Schlosser concluded his talk by urging a citizens' campaign to reform the business.
"The Jungle," then, is a novel that made a difference. Its overheated melodrama stirred enough outrage to affect change on a national scale, beginning the growth of government regulation.
I can't think of any other American novel with such far-reaching social impact. "Uncle Tom's Cabin," equally as melodramatic, revealed the inhumanity of slavery to Northerners and swayed hearts and minds but not in such specific fashion as "The Jungle."
Sinclair was writing at a time when Americans were becoming familiar with a steady stream of attacks on their society. The muckrakers, a label taken from Roosevelt's criticism of journalists, were exposing the misdeeds of big business and local government on a monthly basis.
Ida M. Tarbell's "The History of the Standard Oil Company," Lincoln Steffens' "The Shame of the Cities," the sociological reports of Jacob Riis on New York tenements, the photos of Lewis Hine and the efforts of Jane Addams at Chicago's Hull House brought home the message that industrial society bred problems.
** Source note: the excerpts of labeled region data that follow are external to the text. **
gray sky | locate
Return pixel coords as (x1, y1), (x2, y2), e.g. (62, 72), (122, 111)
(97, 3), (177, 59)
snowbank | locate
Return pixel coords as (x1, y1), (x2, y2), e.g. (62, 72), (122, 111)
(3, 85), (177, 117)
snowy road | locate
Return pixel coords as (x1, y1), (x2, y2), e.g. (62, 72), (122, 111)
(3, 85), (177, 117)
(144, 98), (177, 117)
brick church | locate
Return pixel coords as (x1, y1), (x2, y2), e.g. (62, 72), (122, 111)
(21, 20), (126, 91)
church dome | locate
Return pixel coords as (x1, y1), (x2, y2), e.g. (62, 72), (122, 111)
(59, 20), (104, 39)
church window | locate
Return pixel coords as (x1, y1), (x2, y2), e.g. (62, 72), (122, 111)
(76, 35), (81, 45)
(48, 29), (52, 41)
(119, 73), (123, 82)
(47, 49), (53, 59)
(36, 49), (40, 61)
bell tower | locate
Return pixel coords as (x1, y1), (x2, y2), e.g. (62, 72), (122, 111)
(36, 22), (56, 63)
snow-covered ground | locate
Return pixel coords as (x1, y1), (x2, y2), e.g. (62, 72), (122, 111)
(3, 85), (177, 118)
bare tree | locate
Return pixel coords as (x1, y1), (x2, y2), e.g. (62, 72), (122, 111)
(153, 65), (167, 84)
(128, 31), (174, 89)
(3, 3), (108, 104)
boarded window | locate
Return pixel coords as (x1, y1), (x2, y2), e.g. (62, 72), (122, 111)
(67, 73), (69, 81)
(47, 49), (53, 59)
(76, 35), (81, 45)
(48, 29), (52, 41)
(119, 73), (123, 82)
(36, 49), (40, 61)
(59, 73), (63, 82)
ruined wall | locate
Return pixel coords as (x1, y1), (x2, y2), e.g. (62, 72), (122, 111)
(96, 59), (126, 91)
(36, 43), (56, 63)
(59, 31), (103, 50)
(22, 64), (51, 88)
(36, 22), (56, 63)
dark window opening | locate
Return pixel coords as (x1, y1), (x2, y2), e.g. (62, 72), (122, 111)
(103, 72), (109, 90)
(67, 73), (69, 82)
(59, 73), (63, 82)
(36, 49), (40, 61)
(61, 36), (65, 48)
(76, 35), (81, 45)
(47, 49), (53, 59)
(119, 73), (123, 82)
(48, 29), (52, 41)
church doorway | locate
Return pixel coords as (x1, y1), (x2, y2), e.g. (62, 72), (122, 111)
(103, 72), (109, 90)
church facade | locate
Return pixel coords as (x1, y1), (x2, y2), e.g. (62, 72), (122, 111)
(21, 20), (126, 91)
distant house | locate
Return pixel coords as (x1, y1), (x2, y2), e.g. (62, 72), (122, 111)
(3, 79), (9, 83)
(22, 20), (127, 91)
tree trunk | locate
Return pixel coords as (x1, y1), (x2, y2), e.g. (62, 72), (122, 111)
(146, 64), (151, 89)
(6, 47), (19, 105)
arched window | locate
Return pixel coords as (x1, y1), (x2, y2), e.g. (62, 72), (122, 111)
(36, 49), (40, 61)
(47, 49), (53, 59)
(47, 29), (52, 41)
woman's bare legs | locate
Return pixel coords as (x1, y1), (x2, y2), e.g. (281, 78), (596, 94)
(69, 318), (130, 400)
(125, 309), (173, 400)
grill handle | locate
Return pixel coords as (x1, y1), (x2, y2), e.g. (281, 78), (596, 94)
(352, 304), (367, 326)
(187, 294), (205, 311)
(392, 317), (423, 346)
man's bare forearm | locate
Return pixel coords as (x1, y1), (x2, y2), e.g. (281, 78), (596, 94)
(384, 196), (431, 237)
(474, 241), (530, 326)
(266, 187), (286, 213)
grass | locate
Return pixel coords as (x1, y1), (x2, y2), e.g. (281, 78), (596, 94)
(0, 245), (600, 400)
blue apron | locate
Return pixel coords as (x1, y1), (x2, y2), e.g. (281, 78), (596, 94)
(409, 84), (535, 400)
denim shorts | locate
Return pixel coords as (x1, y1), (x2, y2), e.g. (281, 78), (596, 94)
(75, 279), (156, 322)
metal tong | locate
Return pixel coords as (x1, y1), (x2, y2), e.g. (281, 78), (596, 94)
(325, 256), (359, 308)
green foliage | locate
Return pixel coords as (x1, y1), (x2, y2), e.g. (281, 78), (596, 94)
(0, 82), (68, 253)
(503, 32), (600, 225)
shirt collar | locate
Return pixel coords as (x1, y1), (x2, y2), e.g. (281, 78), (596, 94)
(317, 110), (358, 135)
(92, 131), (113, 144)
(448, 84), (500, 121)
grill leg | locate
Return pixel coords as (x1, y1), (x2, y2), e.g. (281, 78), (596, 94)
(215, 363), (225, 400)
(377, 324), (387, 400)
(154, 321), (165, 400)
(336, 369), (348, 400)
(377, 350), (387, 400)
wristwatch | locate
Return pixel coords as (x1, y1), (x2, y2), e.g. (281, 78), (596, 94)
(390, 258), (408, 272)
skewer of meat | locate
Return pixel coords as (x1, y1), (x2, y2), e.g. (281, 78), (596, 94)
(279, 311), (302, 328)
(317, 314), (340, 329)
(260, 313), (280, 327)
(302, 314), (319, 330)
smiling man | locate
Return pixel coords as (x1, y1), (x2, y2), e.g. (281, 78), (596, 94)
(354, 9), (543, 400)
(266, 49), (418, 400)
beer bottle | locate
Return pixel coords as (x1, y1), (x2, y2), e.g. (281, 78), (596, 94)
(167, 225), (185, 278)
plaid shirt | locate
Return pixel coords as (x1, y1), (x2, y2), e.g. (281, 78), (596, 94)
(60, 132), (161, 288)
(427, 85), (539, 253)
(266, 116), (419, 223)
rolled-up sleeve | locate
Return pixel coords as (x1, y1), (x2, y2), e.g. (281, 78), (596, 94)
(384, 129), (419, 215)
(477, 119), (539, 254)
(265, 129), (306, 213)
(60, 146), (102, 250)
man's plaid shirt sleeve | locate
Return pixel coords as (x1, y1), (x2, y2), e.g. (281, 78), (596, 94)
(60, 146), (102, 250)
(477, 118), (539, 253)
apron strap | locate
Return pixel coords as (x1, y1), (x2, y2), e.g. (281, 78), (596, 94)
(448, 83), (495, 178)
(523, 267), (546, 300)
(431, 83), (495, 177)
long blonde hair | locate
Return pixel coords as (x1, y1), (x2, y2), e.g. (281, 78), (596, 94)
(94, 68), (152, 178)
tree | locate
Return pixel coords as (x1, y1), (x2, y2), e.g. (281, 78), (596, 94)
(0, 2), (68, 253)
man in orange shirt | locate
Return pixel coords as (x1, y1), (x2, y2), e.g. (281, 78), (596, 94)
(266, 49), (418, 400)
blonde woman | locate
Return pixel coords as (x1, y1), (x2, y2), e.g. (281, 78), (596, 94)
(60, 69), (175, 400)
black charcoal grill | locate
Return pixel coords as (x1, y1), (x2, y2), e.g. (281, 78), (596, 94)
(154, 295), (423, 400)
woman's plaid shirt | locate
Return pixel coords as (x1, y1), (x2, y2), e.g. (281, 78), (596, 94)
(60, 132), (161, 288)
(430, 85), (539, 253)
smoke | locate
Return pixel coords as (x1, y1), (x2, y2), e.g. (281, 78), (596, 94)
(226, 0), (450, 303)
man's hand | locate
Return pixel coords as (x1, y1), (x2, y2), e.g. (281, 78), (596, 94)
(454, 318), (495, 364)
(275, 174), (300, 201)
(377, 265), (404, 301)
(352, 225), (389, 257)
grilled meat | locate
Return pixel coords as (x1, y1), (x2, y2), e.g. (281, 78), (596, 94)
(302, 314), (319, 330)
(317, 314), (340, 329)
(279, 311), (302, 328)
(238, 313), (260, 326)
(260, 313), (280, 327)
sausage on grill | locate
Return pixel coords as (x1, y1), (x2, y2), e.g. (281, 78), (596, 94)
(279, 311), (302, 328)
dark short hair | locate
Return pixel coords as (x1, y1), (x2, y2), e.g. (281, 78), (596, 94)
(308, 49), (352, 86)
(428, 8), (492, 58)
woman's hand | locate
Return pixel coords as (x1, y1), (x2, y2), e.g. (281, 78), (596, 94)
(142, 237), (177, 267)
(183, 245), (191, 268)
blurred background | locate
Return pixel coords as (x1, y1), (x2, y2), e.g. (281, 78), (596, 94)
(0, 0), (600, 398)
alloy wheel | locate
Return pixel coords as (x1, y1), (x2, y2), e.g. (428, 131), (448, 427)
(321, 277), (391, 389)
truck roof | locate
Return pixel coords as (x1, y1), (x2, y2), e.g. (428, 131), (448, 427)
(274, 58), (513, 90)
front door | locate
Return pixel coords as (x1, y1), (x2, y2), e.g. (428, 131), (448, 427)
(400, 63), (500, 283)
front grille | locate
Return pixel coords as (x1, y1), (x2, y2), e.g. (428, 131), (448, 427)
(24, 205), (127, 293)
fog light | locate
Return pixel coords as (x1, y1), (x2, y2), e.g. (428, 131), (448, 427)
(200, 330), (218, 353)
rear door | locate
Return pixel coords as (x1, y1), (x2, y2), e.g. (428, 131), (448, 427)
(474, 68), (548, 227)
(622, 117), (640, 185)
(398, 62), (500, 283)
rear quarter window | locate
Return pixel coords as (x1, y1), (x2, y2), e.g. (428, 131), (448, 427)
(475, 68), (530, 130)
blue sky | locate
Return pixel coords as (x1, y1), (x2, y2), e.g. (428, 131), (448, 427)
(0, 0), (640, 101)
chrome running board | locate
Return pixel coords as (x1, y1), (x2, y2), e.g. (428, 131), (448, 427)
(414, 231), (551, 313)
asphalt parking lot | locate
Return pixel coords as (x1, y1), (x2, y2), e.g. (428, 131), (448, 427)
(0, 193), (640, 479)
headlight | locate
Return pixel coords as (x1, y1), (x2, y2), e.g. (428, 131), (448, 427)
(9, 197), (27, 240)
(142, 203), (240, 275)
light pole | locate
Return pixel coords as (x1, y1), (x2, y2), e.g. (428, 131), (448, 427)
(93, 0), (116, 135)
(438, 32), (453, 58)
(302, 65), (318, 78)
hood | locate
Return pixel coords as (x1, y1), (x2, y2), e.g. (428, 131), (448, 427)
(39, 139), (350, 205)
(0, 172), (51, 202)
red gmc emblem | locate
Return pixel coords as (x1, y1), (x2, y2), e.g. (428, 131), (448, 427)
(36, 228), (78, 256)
When novelists like Stephen Crane ("Maggie: A Girl of the Streets") and Theodore Dreiser ("Sister Carrie") turned society's ills into fiction, the message became more dramatic and emotional than straightforward journalism.
It's important to note that Crane and Dreiser -- like Sinclair -- started in journalism, with Dreiser spending a few years on a Pittsburgh newspaper. That experience fueled the rise of what literary critics term the naturalistic movement in American fiction, a change from the novels of manners written by Henry James, Edith Wharton and William Dean Howells at the end of the 1800s.
Life in the drawing room was tame stuff after a tour of blast furnaces, brothels and stockyards.
"The Jungle" is a product of the progressive era, a reform movement that even reached the patrician Teddy, who moved further and further to the left as abuses and scandals came to light. It would be one of kind. Thirty-three years later, John Steinbeck's "The Grapes of Wrath" defined another American tragedy, the displacement of the Dust Bowl, but its impact never approached that of "The Jungle."
The American novel moved on, turning more and more inward, focusing on individuals instead of the larger society. By the 1950s, Richard Yates' "Revolutionary Road" and Sloan Wilson's "The Man in the Gray Flannel Suit" revealed the emptiness of the American corporate world while John Cheever and John Updike's stories found the suburbs sterile, but these were not issues that laws or policies could change.
Little has changed. Today's fiction, from Philip Roth's "The Plot Against America" to Cormac McCarthy's "No Country for Old Men," involves personal struggles in a dangerous world.
As for Upton Sinclair, he continued to try to change conditions for workers, running -- and losing -- twice for governor of California in the 1930s on socialist platforms.
He then returned to fiction, writing the 11-book Lanny Budd adventure series about a dashing American agent fighting his nation's enemies.
None of them, it seems, owned a meat-packing company.